Les arrêts du 11 février 2016, qui ont fixé le point de départ du délai de prescription à la date d'exigibilité de chaque échéance impayée, modifiant ainsi la jurisprudence antérieure qui retenait la date du premier incident de paiement non régularisé.

Ces décisions ont eu un impact significatif sur les pratiques des établissements de crédit et sur la protection des emprunteurs.

Évolution de la position des tribunaux

On observe une évolution de la position des tribunaux vers une interprétation de plus en plus favorable à la protection du consommateur. Les juges du fond, suivant les directives de la Cour de cassation, appliquent strictement le délai de prescription biennale, parfois au détriment des intérêts des établissements de crédit.

Cette tendance se manifeste notamment par une vigilance accrue quant au respect des délais par les prêteurs et par une interprétation extensive des situations pouvant bénéficier de la prescription biennale.

Impact sur les pratiques bancaires

L'évolution jurisprudentielle autour de l'article L218-2 a eu un impact significatif sur les pratiques des établissements bancaires. Ces derniers ont dû adapter leurs procédures internes pour tenir compte du délai de prescription raccourci et de son point de départ fluctuant selon les échéances.

Concrètement, cela s'est traduit par :

  • Une accélération des procédures de recouvrement amiable
  • Une systématisation du suivi des échéances impayées
  • Une plus grande réactivité dans l'engagement des actions en justice
  • Une révision des clauses contractuelles relatives aux incidents de paiement

Ces changements dans les pratiques bancaires visent à concilier le respect de la législation protectrice du consommateur avec la nécessité pour les établissements de crédit de sécuriser leurs créances.

En conclusion, l'article L218-2 du Code de la consommation, en instaurant une prescription biennale pour les actions des professionnels envers les consommateurs, a profondément modifié le paysage du crédit immobilier en France. Son interprétation et son application continuent d'évoluer au gré de la jurisprudence,

renforçant ainsi la protection des consommateurs tout en obligeant les établissements de crédit à une gestion plus rigoureuse de leurs créances. Cette évolution législative et jurisprudentielle témoigne de la volonté du législateur de trouver un équilibre entre la protection des emprunteurs et la sécurité juridique nécessaire aux opérations de crédit immobilier.

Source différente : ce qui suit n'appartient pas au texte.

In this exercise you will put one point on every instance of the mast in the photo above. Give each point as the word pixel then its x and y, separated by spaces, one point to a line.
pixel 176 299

Toutefois, l'application de cet article continue de soulever des questions et des débats, notamment sur son articulation avec d'autres dispositions du droit de la consommation et du droit bancaire. Les professionnels du secteur et les juristes restent donc attentifs aux futures décisions de justice qui viendront préciser davantage les contours de cette prescription biennale dans le domaine du crédit immobilier.

En définitive, l'article L218-2 du Code de la consommation s'inscrit dans une tendance de fond visant à renforcer la protection des consommateurs dans leurs rapports avec les professionnels, particulièrement dans le domaine sensible du crédit immobilier. Son application et son interprétation continueront sans doute d'évoluer pour s'adapter aux réalités économiques et sociales, tout en préservant l'équilibre délicat entre les intérêts des emprunteurs et ceux des établissements de crédit.